Mucking around with Devel::Leak::Object at work on Monday, I managed with very little effort to locate an object "leak" (we were loading a bunch of stuff in Apache child init handlers, instead of at startup time in the parent like we should have).
Immediately memory savings across 25 children? 600 meg! Multiplied by 5 boxes in the cluster. At the very least that should delay the need to add a new server to the cluster for a few months.
Inspired by the quick win, I've been trying to hook D:L:Object in deeper to the Apache server, to look for more leaking cases (our web app uses enormous amounts of ram, and despite it legitimately needing a lot for certain tasks, I'm thinking there's probably much more that isn't necesary).
Unfortunately, D:L:Object was originally written in the days when stringifying references to get information about them was still common practice, and as such if I try to load in the global bless/DESTROY hooks early, many many things explode violently due to IO/REF objects and stringification overloads in the 120meg of CPAN and company-specific modules that the server loads.

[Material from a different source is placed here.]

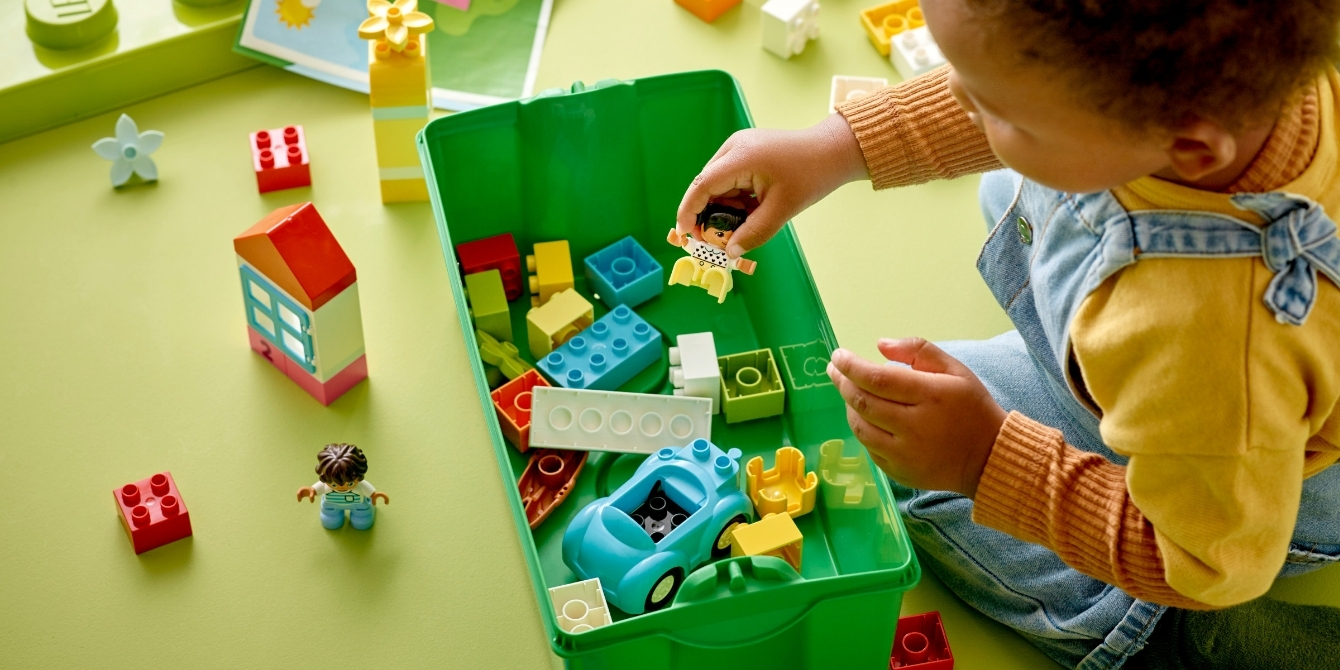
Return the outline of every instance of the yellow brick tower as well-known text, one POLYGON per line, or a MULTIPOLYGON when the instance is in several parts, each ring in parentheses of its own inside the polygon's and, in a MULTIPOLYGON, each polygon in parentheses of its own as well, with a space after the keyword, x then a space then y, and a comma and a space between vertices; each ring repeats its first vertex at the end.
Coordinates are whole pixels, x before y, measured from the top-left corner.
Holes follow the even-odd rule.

So with Ivor's permissions, I have taken over Devel::Leak::Object and done a complete rewrite using Scalar::Util instead of ref($object) string parsing, and adding support for things like single-param bless.
I've also covered a few extra edge cases using some evil code stolen from the ugly guts of Class::Autouse.
The new 0.90 release should appear on your CPAN mirror shortly. I encourage anyone interested in leak detection, caches, et al, to throw everything you have at it and see what you can still break.
I am very pleased that Adam is able to take my original concept of a leak tracer for objects and improve on my stringification approach. I'm also pleased that use.perl seems to have given this module recognition and publicity it deserves.
Re:Thank you!
Alias on 2007-08-31T02:21:19
Ack!:(
Indeed, I forgot to thank Ivor specifically for creating this module in the first place. I hadn't ever considered overriding global bless and hooking DESTROY as a viable method, but it's proved an excellent way to do it (although obvious things in Devel:: that do evil tricks like that should never be run on production).